Practice Page: December 2014 Newsletter

It’s That Time of Year, Again

Years ago, when I was an undergraduate student we were on the quarter system: four quarters to each academic year and ten weeks of class to each quarter. I found ten weeks per class to be a truly workable number; it stretched out before me with an end in sight.

That’s still how I like to approach new things: a project, a learning experience, a commitment, and a new year. I like the feeling that it stretches out before me with an end in sight. And I like having a few ideas, possibilities, and plans in mind, even if I don’t know all that an experiment will encompass. Somehow, having an end in sight guides and grounds my process, as I make my way.

Months before the end of each calendar year, many of us have the beginning of the new year in sight, along with our desires, dreams, longings, and hopes for it. Our expectations tend to focus heavily on the beginning of the year, almost as though is was a magical moment that could miraculously transform us. In reality, the beginning of each year is only a small portion of the entire year, more the size of a postage stamp on a large mailing envelope.
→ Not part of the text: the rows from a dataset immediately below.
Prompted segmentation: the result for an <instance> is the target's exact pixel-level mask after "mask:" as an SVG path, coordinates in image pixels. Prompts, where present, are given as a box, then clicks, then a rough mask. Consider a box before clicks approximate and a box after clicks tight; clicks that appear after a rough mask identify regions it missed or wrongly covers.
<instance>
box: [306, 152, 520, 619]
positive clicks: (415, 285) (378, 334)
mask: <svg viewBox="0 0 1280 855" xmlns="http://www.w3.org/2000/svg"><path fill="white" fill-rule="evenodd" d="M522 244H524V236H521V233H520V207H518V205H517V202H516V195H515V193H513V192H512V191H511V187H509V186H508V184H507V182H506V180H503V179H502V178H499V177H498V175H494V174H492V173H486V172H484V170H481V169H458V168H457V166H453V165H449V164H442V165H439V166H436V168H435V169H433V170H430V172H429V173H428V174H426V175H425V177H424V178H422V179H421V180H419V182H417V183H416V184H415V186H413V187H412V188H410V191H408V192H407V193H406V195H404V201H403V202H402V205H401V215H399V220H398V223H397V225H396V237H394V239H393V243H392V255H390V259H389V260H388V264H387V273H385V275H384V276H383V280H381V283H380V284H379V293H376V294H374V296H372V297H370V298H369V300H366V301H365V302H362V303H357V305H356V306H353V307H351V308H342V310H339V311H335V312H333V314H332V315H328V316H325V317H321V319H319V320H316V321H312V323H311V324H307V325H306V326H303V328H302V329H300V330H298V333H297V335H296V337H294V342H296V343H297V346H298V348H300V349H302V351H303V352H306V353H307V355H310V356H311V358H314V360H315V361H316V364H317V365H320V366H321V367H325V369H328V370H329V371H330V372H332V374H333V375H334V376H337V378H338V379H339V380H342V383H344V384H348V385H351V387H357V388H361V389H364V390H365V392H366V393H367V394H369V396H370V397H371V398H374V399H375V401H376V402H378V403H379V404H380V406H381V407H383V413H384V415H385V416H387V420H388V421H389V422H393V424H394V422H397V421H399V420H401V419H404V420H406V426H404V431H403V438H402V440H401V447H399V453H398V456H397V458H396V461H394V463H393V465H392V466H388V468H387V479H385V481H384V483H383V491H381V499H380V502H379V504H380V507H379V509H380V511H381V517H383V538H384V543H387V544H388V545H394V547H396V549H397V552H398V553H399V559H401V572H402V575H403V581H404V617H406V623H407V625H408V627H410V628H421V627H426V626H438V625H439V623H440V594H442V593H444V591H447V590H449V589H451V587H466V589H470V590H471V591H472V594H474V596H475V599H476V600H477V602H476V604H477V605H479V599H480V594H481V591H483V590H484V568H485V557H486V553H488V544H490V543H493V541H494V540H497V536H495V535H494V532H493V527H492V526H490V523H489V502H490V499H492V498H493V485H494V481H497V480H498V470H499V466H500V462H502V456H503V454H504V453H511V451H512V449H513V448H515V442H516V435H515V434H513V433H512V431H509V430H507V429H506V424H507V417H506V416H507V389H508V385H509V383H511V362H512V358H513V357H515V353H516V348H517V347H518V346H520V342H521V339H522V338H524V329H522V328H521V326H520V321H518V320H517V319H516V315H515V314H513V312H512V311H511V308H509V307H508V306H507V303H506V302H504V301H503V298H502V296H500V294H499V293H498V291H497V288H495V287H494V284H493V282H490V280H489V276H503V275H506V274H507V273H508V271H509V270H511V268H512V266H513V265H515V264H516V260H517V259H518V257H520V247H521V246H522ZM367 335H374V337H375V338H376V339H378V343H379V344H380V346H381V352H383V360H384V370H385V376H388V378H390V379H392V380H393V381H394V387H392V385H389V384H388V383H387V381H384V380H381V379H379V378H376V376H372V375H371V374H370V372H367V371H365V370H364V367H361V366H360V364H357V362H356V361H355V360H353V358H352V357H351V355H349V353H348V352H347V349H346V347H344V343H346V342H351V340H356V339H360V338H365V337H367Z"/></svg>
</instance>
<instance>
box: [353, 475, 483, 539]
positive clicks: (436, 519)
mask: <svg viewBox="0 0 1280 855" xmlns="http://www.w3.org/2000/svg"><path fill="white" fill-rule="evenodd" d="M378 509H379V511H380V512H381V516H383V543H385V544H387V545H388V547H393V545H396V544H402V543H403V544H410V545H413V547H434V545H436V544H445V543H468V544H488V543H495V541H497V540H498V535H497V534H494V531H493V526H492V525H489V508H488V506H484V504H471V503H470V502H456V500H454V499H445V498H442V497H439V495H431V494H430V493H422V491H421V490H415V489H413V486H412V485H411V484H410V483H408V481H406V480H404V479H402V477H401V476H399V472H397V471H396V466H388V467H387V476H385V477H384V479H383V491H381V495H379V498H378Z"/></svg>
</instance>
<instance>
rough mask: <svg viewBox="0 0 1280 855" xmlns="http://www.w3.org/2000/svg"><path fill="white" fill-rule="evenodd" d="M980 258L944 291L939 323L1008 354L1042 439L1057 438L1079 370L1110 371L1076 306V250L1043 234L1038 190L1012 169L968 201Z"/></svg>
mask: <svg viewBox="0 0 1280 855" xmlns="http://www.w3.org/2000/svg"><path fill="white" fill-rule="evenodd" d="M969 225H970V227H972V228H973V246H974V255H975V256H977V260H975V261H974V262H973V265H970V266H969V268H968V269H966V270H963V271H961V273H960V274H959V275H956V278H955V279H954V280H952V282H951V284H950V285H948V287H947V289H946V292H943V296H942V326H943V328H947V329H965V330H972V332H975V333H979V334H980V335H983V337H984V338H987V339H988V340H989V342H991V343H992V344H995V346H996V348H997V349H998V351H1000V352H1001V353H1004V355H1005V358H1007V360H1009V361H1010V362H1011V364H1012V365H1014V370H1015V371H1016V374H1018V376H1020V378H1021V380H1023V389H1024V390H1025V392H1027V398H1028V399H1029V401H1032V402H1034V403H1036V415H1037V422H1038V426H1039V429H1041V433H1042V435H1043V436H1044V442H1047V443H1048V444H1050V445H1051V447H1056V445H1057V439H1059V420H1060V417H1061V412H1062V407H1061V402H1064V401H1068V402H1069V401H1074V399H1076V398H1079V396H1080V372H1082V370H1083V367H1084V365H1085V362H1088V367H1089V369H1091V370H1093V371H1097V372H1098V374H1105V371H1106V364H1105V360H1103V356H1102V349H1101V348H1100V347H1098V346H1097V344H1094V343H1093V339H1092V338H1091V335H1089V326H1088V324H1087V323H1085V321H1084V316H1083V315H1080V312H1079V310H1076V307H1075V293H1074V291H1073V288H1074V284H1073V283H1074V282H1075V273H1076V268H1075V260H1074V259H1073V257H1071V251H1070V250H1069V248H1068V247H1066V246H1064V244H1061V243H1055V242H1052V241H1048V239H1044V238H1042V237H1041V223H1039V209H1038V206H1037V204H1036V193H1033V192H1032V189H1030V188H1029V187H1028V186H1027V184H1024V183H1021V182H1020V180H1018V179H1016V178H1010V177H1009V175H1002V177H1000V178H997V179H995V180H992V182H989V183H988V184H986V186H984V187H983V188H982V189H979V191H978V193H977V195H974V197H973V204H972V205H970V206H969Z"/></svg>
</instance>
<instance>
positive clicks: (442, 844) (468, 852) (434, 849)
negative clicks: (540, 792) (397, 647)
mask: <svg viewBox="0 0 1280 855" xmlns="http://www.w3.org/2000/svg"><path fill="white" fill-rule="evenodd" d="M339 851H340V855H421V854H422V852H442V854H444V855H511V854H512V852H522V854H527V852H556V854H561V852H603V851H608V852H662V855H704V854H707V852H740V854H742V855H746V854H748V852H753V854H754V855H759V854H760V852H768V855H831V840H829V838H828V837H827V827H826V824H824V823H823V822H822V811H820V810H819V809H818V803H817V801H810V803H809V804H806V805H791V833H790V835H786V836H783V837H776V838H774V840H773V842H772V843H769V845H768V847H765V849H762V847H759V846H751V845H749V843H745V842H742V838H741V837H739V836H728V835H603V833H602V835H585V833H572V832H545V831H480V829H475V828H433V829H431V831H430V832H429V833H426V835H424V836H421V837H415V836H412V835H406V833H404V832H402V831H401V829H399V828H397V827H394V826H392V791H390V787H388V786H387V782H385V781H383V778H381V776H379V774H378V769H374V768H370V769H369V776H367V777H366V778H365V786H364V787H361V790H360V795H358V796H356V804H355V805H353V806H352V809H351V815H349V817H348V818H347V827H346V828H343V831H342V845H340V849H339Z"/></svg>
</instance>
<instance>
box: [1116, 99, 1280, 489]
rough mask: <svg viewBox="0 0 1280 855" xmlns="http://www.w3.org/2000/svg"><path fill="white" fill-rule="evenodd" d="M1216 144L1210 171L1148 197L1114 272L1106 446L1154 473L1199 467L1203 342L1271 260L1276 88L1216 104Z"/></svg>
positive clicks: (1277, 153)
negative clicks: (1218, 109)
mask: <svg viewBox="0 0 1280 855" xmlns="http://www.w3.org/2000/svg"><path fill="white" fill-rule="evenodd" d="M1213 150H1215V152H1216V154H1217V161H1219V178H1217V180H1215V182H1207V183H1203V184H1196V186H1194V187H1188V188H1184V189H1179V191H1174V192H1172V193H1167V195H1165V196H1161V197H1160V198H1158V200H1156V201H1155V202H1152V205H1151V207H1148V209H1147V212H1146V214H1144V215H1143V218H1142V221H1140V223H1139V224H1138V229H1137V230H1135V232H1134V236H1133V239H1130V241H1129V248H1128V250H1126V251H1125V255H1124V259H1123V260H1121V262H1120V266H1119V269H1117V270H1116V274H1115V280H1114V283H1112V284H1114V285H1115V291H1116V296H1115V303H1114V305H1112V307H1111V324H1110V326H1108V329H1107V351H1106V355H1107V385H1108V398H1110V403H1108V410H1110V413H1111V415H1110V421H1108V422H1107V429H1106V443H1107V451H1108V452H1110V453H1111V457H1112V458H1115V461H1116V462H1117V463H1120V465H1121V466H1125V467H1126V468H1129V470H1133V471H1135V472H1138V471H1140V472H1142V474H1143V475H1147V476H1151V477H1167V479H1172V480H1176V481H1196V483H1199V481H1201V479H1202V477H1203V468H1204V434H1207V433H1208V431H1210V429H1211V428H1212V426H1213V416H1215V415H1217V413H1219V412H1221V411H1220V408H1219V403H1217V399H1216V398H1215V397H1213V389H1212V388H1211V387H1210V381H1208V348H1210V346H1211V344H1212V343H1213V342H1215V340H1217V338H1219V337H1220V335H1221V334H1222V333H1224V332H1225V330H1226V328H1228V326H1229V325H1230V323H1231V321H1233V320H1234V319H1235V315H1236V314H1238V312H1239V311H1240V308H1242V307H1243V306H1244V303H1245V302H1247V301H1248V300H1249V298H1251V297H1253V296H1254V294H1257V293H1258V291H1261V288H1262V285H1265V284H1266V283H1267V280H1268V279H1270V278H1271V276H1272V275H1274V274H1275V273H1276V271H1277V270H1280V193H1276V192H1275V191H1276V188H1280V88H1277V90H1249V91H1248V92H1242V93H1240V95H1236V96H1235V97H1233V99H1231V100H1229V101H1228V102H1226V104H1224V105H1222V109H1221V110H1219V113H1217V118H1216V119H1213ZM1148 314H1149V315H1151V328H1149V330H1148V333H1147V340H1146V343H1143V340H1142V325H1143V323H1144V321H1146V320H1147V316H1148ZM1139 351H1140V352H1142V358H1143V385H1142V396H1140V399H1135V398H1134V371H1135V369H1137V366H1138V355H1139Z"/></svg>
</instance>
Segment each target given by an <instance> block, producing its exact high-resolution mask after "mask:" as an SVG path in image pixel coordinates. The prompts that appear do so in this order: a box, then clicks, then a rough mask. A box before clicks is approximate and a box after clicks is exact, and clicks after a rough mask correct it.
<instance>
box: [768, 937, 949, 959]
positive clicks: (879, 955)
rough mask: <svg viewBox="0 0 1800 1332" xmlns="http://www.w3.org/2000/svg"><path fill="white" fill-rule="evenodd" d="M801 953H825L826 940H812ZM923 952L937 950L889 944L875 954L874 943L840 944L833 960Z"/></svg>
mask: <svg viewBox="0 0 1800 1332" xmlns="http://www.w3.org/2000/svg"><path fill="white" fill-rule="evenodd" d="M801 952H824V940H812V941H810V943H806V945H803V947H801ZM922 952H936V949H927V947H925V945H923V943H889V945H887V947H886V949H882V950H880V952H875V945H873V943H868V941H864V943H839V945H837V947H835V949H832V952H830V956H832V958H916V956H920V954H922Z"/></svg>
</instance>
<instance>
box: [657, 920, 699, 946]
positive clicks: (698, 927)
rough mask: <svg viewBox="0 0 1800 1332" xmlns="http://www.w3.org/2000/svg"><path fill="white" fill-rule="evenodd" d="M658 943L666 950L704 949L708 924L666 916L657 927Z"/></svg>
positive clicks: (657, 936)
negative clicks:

The stamp matters and so does every beginning, but it’s in the everyday, ongoing expanse that the magic and miracle are likely to be found.

A Future Writing Experiment

In your imagination, I invite you to see yourself a year from now, sometime in mid to late December 2015. You are sitting quietly and alone, but not lonely. You are looking back on the year 2015 and reflecting on the meaning it holds for you. You have with you a list of words you created a year ago; these were words that had a pull on you back then and you’ve been traveling with them all year long.

My Example List

List of Words that had a Pull on Me:  freedom, simplicity, service, friends

My Example Writing

“At the end of 2014 I decided to focus on minor adjustments to the way I live and work and be. This is what happened. I didn’t want to just value simplicity, I wanted to feel simplicity in my life, whatever that would mean. This motivated me to identify what felt complicated. One thing was obvious — clutter. I think I might be allergic to it, but at the same time I attract it. If I focused on creating clear, clean horizontal surfaces I would be removing visual clutter and add simplicity to my life. And so I started. Papers, books, and unused items got my attention.

Removing visual clutter helped me to feel more freedom and less distraction in my everyday life. What I saw as I looked around me was calming instead of irritating, mainly because I no longer saw undone tasks waiting — wanting to gobble up my precious time. I felt free to do more of what really mattered to me.”

It’s Your Turn Now

Why not start with your own list of words that have a pull on you?

After that, begin recording your imaginings from the viewpoint of the end of 2015. There is no right or wrong way to begin, and no right or wrong place to begin. So just begin.


Consider these words from Wayne Muller:
“Life is not a problem to be solved, it is a gift to be opened.”